Tricare West Referral Waiver Period Ends
Mass Communication Specialist 1st Class Ernest R. Scott/Navy

This article by Amy Bushatz originally appeared on Military.com, the premier resource for the military and veteran community.

Tricare Prime users in the West region will now need specialty care referrals and other pre-authorizations after a waiver period ended April 15.

Beneficiaries on Tricare Prime are typically required to receive approval from both a primary care physician and Tricare's regional contract before getting specialty care. But when a Jan. 1 system overhaul and contract swap to new regional manager Health Net caused chaos and backlogs, Tricare officials put in place an approval waiver.

That now-ended waiver period allowed those users to get specialty care from an in-network provider based only on written approval from their primary care provider, paired with a downloaded waiver approval letter from Health Net.

The waiver system can be used for care through June 15, so long as it was ordered by a physician before April 15.

Tricare officials said they are confident HealthNet can now handle the required volume of pre-authorization requests. They said the contractor has been gradually ramping up to an expected 10,000 referrals per day by processing requests submitted by military treatment facilities.

Officials said they do not know how many West region beneficiaries used the waiver system.

Meanwhile, an April 13 report from the Government Accountability Officesays that the Defense Health Agency, which manages Tricare, has not addressed some of the requirements for the revamped Tricare Select system, previously known as Tricare Standard.

The 2017 National Defense Authorization Act required Tricare officials to use a series of seven elements in planning and implementing Tricare Select,including making sure that at least 85 percent of the Tricare Select beneficiary population had network coverage on Jan. 1 and putting in place access standards for health care appointments.

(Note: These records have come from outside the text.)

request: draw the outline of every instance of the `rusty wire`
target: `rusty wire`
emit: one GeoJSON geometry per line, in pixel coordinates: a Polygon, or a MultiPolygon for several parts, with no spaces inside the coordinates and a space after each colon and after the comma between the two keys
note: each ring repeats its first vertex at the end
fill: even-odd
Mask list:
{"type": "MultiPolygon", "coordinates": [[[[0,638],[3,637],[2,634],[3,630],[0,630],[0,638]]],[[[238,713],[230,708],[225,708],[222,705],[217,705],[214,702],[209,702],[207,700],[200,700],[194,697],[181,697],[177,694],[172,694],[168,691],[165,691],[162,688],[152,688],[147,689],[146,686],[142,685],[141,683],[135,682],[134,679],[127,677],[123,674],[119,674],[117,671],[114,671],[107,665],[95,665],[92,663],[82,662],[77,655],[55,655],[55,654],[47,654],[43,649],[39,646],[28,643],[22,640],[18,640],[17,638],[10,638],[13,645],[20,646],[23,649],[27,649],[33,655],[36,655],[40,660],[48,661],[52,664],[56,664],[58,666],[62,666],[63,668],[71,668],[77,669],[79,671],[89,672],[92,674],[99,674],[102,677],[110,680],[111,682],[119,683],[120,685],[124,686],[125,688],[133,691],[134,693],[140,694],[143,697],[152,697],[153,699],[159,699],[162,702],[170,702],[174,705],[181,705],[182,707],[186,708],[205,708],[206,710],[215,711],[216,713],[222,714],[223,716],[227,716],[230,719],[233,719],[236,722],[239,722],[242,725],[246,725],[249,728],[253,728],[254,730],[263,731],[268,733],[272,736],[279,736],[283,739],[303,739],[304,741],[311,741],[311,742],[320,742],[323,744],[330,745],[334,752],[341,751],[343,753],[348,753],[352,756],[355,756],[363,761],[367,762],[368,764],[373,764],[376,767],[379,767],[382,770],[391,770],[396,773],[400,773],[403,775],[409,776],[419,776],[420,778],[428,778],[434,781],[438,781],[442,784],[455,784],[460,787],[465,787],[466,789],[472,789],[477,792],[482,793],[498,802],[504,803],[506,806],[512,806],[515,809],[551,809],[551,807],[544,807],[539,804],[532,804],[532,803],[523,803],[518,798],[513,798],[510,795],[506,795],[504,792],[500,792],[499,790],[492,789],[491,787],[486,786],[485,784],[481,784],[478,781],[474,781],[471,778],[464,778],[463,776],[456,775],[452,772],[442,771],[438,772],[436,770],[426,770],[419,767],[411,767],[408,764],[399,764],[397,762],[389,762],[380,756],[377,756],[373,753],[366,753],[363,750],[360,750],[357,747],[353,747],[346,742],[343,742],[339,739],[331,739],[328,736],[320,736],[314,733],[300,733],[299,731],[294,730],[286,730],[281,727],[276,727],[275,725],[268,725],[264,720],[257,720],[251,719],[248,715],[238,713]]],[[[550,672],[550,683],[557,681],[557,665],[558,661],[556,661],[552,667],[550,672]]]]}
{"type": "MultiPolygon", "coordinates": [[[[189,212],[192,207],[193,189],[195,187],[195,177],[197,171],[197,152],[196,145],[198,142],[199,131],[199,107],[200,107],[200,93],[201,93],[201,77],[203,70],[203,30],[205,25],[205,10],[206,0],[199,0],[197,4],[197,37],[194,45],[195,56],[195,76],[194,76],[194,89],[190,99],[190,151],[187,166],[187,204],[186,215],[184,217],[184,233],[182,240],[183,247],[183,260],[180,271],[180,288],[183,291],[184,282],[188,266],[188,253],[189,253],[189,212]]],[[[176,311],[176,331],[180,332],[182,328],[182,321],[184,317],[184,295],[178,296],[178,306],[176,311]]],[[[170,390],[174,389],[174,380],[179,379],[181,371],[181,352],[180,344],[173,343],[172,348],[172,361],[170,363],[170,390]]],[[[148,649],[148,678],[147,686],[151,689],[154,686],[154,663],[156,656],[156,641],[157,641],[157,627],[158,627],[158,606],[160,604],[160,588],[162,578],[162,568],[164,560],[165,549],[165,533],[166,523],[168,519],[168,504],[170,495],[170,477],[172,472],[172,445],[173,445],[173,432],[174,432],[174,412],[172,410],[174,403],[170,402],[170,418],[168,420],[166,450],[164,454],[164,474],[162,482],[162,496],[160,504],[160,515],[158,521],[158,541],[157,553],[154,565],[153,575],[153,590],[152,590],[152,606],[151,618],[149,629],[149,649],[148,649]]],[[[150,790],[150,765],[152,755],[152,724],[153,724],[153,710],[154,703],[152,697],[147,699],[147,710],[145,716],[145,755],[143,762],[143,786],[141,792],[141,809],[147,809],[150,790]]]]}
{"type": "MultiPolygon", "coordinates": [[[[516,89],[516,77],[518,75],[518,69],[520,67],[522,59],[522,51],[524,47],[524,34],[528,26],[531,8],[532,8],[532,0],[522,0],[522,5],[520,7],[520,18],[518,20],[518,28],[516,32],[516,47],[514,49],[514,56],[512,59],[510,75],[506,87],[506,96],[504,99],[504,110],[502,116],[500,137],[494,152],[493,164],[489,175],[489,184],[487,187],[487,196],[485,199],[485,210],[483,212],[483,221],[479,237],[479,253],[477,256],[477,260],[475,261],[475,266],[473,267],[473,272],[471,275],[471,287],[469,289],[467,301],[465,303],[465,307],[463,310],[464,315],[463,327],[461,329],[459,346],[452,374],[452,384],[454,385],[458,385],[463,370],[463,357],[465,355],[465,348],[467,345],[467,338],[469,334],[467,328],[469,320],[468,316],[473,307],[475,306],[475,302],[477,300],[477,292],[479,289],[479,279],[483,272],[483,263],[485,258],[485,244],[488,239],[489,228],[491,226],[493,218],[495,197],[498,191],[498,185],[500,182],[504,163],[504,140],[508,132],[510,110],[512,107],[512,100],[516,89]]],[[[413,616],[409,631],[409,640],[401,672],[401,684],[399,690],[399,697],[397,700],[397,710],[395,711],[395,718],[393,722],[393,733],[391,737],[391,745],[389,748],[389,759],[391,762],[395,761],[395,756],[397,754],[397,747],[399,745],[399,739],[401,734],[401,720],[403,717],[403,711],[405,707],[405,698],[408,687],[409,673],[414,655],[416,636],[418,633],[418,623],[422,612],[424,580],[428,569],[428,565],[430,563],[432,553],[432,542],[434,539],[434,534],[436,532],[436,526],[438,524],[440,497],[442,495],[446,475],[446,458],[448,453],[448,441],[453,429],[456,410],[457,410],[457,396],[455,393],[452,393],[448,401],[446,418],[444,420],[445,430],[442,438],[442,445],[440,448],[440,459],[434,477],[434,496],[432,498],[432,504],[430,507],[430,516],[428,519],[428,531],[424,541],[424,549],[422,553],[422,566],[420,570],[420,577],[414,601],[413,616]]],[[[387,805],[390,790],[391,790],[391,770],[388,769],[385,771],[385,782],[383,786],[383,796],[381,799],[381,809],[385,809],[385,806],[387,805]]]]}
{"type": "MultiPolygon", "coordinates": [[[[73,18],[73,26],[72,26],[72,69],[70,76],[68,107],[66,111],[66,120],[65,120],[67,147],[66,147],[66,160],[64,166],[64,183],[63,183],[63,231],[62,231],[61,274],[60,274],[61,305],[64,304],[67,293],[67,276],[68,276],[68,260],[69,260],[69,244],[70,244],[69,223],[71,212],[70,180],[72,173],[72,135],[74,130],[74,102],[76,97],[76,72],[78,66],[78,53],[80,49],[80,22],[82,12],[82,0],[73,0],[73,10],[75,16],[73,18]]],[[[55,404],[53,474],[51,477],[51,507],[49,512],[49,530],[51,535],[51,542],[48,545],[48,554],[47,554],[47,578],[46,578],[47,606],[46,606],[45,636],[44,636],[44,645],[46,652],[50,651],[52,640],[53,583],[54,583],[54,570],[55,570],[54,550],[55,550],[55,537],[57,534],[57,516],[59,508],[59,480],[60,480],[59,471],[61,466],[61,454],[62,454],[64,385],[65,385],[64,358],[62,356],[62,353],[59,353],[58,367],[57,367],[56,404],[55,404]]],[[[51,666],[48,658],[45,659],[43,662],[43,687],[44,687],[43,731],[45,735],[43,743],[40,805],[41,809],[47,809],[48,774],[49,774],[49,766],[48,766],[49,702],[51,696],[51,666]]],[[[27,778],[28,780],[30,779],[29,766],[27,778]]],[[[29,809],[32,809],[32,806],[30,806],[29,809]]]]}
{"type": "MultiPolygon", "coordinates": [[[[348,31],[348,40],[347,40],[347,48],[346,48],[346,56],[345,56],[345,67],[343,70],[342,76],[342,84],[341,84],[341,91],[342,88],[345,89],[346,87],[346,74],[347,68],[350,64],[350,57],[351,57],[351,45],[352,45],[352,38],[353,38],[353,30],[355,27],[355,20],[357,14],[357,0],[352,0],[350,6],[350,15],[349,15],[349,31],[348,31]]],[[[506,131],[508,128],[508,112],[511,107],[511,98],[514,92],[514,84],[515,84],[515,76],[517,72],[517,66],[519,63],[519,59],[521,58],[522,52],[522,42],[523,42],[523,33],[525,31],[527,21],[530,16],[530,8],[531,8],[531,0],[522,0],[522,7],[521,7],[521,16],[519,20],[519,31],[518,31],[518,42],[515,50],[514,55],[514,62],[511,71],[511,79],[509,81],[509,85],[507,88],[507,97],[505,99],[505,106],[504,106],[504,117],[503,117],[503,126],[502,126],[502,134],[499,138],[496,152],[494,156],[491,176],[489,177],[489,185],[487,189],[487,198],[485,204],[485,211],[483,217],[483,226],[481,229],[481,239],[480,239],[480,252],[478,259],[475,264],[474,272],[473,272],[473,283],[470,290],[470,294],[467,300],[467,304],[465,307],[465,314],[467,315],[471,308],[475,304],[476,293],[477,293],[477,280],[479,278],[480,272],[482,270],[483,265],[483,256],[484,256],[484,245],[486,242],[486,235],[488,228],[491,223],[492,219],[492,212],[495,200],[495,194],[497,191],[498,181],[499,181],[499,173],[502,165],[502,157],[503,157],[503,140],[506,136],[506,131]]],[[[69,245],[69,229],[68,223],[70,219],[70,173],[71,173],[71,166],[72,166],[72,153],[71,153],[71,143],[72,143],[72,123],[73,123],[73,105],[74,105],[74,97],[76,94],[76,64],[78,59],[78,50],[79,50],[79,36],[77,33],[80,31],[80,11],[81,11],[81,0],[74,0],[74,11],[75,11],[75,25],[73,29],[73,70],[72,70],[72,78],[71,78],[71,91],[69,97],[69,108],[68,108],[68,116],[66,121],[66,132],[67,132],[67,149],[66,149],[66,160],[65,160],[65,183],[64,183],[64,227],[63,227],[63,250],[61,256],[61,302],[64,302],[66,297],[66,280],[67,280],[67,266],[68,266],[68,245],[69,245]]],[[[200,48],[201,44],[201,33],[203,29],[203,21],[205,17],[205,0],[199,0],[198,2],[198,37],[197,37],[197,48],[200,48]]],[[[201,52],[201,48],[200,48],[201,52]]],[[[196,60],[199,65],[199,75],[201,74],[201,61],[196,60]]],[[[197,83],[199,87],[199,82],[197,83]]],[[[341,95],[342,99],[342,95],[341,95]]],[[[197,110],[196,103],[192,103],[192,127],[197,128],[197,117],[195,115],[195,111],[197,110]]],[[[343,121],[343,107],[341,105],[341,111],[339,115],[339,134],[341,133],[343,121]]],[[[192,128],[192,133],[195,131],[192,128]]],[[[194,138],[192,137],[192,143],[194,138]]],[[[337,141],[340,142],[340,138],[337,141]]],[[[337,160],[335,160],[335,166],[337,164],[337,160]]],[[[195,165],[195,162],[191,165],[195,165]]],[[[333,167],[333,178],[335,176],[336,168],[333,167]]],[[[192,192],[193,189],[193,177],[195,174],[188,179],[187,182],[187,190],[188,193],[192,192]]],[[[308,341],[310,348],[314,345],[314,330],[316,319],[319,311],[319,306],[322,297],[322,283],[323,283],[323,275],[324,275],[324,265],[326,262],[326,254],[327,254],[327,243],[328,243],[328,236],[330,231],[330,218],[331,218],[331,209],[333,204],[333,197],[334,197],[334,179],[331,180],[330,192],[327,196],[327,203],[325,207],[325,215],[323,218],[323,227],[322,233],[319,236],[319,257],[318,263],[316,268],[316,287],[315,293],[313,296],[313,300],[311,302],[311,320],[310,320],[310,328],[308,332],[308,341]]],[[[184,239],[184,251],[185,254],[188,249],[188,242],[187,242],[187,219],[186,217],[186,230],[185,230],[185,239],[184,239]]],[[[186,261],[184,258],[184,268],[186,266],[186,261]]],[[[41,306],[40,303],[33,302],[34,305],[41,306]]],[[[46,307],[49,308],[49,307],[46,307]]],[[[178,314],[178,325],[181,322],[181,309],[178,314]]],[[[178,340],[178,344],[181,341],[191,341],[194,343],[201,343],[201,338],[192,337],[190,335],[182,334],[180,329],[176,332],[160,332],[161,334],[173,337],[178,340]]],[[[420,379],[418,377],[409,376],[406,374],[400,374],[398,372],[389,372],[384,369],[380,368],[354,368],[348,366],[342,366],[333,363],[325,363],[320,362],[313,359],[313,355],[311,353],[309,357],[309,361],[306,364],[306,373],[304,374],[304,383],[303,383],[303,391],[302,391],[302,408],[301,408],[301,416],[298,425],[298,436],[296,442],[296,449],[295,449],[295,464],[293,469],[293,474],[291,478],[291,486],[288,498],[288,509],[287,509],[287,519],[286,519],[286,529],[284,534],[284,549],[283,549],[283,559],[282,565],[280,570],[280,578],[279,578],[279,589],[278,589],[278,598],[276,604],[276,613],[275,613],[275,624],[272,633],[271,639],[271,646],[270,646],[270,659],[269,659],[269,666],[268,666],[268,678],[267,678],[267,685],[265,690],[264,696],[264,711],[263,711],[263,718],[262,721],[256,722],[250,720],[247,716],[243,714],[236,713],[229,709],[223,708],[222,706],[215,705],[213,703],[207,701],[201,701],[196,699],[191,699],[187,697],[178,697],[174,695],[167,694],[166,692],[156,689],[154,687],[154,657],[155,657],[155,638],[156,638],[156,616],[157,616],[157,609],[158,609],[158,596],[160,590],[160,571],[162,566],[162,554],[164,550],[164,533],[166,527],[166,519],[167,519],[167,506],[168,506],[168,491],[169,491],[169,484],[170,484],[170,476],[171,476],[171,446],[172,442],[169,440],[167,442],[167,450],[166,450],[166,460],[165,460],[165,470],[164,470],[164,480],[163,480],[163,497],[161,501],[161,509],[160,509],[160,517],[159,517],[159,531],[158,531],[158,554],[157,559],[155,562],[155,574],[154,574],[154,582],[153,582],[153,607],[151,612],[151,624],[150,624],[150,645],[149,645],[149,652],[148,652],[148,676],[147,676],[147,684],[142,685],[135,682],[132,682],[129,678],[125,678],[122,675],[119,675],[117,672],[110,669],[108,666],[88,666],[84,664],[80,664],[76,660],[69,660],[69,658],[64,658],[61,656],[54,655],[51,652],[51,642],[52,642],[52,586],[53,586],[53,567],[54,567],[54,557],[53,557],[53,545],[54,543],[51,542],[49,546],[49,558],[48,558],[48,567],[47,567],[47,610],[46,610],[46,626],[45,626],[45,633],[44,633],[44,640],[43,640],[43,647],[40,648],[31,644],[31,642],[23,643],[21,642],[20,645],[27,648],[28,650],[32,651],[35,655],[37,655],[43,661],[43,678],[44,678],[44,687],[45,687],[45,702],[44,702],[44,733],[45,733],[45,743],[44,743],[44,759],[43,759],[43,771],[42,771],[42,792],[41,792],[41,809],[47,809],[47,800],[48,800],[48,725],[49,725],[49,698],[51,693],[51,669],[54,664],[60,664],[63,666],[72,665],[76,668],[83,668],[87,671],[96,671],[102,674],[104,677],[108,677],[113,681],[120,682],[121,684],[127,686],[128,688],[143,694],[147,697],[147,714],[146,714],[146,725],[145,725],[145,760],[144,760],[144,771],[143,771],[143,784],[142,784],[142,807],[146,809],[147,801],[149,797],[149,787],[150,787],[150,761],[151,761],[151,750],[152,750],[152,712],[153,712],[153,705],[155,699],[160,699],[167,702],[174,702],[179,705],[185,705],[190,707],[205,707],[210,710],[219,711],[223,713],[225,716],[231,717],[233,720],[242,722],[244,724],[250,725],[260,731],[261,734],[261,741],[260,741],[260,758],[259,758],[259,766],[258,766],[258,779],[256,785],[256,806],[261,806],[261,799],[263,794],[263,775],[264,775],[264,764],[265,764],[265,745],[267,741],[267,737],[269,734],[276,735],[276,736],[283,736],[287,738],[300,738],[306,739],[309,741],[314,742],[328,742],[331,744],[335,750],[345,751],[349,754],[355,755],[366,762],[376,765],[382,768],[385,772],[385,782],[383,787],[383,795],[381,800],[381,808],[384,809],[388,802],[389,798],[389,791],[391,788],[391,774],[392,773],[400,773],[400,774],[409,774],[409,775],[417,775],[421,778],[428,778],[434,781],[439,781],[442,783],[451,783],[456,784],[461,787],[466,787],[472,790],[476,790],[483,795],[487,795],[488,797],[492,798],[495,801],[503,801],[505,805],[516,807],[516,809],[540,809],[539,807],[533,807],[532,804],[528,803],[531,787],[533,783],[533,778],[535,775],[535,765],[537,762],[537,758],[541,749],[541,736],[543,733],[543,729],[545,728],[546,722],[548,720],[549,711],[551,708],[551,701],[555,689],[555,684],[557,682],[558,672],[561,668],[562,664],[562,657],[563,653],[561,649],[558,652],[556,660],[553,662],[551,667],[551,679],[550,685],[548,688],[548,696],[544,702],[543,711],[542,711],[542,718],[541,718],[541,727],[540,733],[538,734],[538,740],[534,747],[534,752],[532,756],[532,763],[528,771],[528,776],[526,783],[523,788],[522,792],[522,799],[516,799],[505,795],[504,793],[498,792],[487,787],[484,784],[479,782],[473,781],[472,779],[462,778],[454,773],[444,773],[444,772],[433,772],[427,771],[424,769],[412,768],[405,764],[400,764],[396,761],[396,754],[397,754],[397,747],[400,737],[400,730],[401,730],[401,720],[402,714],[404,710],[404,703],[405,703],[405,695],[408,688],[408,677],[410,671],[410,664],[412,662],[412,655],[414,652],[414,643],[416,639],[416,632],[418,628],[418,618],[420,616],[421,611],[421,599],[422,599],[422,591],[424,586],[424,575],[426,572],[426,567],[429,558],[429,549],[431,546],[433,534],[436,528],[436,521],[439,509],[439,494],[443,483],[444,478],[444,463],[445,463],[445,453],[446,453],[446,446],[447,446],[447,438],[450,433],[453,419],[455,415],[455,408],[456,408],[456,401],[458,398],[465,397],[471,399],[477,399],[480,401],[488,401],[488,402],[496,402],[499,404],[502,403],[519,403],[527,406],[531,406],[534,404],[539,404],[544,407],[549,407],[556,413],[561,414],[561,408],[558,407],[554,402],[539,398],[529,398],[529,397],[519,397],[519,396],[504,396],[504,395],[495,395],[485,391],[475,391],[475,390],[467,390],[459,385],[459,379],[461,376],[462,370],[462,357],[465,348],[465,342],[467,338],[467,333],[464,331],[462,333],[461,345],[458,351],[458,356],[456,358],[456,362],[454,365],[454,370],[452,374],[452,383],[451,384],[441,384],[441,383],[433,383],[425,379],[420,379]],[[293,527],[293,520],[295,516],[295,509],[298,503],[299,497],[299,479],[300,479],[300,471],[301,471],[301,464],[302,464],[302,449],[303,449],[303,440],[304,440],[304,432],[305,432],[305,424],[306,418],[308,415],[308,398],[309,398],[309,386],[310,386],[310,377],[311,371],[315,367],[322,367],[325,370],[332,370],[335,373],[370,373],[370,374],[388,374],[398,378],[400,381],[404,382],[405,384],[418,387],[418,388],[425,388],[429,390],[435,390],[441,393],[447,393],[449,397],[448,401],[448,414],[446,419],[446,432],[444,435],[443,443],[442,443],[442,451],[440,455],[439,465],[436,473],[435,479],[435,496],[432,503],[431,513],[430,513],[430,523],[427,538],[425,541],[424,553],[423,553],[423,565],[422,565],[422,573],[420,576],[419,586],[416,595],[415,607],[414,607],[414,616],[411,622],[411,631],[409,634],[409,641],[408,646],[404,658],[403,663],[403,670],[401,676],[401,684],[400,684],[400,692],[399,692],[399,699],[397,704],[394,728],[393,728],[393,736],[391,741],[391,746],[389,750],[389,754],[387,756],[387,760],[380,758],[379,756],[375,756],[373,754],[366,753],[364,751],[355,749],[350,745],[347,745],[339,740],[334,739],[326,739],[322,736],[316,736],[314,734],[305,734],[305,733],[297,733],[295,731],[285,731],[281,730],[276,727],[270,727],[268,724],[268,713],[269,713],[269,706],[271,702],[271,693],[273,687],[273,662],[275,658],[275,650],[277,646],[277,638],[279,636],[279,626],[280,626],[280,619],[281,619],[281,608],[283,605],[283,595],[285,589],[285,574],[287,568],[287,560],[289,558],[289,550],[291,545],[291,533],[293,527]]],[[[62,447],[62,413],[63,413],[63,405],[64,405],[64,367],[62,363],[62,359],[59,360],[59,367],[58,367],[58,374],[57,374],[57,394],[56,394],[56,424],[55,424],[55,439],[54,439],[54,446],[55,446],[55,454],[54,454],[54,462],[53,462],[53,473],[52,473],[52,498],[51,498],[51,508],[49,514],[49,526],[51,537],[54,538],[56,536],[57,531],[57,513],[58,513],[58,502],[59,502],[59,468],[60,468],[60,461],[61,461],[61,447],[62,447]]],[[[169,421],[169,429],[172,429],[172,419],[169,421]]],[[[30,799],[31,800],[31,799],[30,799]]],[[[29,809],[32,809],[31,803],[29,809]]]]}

GAO officials found that while the Pentagon's plan for Tricare Select did address all of the required elements, officials did not fully develop plans for exactly how they were going to execute them. And although they were to put in place access standards, the plan did not say how they were going to do that.

Pentagon officials told GAO that the regional contractors are developing their own access standards that must be approved by Tricare officials. They said they would provide written documentation of those standards to Congress by June 30.

Those missing pieces, GAO said, will be a roadblock for Congress when it comes time to provide oversight.

"Without the most current information, it will be difficult for Congress to determine whether the department is achieving its mission of ensuring that beneficiaries receive the right level of care, at the right time, delivered by the right provider," the report concludes.